McDonald’s declined to immediately comment. In May, following the most recent EEOC complaints, a company spokeswoman said “there is no place for harassment and discrimination of any kind in our workplace. McDonald’s Corp. takes allegations of sexual harassment very seriously and are confident our independent franchisees who own and operate approximately 90 percent of our 14,000 U.S. restaurants will do the same.”
Last week, the fast-food chain announced that it was bringing in experts to help “evolve” its sexual harassment policy, including representatives from an anti-sexual violence group and Seyfarth Shaw’s training unit. Over the past decade, Seyfarth has represented companies facing sexual harassment claims including Nike Retail Services, Domino’s Pizza and United Continental Holdings.

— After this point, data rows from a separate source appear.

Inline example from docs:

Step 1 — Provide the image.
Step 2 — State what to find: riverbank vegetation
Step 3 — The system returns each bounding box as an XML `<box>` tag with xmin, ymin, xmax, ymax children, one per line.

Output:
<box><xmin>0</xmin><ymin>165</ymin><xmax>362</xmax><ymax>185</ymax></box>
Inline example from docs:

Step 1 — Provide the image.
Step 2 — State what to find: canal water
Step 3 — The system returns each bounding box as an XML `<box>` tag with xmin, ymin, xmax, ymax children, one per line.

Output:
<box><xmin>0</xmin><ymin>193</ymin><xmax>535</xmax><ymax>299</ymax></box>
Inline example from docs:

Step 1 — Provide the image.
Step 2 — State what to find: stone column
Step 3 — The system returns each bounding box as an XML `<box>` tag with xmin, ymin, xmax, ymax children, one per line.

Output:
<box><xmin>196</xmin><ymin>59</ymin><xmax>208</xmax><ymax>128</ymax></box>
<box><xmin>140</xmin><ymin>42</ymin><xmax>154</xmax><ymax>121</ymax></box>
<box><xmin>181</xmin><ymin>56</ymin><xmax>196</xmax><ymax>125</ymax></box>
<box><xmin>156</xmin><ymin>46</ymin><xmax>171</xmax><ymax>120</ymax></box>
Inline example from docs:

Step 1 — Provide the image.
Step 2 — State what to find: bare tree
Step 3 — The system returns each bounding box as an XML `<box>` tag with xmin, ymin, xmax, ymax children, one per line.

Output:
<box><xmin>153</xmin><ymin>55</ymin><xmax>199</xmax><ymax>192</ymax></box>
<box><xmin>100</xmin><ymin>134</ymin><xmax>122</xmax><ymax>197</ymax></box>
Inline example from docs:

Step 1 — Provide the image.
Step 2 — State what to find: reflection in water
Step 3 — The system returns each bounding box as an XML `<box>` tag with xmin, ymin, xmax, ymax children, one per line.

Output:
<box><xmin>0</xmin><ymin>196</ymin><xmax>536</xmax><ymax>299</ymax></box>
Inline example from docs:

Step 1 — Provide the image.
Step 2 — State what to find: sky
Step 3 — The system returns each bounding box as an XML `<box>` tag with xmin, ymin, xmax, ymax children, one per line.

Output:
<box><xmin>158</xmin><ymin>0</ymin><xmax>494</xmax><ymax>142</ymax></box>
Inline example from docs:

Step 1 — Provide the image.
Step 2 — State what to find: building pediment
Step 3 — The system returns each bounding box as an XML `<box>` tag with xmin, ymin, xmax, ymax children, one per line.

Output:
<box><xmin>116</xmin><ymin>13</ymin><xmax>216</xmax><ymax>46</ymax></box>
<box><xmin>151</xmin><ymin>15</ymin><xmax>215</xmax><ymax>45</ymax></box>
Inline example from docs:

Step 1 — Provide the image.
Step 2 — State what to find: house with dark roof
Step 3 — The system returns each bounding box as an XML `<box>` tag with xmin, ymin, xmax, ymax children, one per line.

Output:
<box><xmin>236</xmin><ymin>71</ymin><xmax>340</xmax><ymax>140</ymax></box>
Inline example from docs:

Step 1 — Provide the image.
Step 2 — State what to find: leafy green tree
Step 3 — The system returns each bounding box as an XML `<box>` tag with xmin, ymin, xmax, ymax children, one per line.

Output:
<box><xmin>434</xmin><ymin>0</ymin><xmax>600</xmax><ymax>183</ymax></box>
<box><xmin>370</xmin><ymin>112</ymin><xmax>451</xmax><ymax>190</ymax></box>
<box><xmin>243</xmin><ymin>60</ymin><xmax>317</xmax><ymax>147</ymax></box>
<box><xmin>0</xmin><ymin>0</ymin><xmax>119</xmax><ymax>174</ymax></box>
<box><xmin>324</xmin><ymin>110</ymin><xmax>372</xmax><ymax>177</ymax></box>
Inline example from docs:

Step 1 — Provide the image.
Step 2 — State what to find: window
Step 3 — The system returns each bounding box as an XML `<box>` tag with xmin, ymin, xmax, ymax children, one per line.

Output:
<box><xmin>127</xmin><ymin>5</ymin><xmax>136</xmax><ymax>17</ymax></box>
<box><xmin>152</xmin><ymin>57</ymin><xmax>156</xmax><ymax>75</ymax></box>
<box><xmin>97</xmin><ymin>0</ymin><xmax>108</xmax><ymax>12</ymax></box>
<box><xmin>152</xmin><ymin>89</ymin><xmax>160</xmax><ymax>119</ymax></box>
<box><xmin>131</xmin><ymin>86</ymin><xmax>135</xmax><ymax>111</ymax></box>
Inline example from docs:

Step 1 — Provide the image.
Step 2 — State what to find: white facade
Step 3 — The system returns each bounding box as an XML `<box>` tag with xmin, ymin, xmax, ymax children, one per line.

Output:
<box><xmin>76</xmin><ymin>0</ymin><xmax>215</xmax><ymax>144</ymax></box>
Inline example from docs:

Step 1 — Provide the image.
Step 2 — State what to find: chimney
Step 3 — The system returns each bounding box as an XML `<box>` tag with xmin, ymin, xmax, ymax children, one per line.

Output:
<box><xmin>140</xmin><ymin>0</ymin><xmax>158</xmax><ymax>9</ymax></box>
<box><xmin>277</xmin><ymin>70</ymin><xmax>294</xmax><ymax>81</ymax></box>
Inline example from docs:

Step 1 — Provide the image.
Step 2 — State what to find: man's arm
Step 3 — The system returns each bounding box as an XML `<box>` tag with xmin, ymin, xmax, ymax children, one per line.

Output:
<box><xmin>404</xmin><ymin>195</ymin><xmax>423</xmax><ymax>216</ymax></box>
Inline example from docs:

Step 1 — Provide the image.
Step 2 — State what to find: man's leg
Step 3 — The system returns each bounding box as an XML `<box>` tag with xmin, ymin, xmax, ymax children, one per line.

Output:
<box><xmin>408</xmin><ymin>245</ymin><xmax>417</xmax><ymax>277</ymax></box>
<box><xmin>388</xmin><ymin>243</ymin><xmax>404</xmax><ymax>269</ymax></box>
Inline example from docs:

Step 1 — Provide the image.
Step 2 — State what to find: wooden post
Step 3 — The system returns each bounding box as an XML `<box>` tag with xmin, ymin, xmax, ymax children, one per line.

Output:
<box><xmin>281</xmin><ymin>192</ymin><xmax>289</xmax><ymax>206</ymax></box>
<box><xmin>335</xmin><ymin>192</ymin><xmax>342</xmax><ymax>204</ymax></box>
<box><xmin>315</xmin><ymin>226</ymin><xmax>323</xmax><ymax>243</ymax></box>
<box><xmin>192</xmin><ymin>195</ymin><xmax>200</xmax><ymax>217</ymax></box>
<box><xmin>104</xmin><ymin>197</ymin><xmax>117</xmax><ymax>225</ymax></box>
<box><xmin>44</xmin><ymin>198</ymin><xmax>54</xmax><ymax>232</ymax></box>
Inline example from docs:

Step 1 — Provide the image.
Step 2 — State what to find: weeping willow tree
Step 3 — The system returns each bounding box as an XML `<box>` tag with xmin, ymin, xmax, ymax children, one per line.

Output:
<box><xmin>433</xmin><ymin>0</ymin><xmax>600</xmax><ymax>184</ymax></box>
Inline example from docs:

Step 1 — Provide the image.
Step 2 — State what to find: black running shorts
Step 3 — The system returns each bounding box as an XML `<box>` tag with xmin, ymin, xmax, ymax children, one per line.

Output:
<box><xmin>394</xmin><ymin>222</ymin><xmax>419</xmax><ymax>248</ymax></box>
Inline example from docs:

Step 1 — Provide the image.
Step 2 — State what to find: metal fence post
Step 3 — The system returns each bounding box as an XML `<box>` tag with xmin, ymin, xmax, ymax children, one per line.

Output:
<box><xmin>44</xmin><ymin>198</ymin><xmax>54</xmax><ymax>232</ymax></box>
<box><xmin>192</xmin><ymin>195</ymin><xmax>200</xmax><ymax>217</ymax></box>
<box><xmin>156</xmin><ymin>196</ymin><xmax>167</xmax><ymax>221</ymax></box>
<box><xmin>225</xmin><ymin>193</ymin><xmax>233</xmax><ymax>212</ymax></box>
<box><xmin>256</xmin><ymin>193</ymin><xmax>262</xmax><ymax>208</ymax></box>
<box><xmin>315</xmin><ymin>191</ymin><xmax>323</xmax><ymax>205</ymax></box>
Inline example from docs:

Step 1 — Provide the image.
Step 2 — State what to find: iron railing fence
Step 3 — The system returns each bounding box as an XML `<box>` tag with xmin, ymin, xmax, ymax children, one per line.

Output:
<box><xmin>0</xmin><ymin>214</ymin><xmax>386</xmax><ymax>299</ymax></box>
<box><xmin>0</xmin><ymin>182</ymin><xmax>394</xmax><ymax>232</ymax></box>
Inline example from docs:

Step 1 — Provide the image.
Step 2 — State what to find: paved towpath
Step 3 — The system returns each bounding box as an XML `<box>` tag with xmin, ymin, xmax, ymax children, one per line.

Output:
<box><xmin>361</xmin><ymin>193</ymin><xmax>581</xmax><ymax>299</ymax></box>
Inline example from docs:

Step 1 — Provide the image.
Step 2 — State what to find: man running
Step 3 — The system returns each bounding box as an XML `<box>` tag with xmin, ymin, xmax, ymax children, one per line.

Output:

Seyfarth is currently defending the Weinstein Co. against a proposed racketeering class action lawsuit alleging the company was complicit in film producer Harvey Weinstein’s sexual misconduct.
Seyfarth, an 850-lawyer global law firm, didn’t provide comment in response to several inquiries. In May, Gerald Maatman, the Seyfarth partner representing Weinstein Co., told Bloomberg Law that he prefers to have men on the jury in a sexual harassment case because some of them might be more skeptical. He also said he prefers older jurors because they can “have a more measured idea of how businesses work.”
Fight For 15 said such comments should disqualify Seyfarth from providing McDonald’s with advice on preventing sexual harassment. Maatman declined to comment when contacted Monday.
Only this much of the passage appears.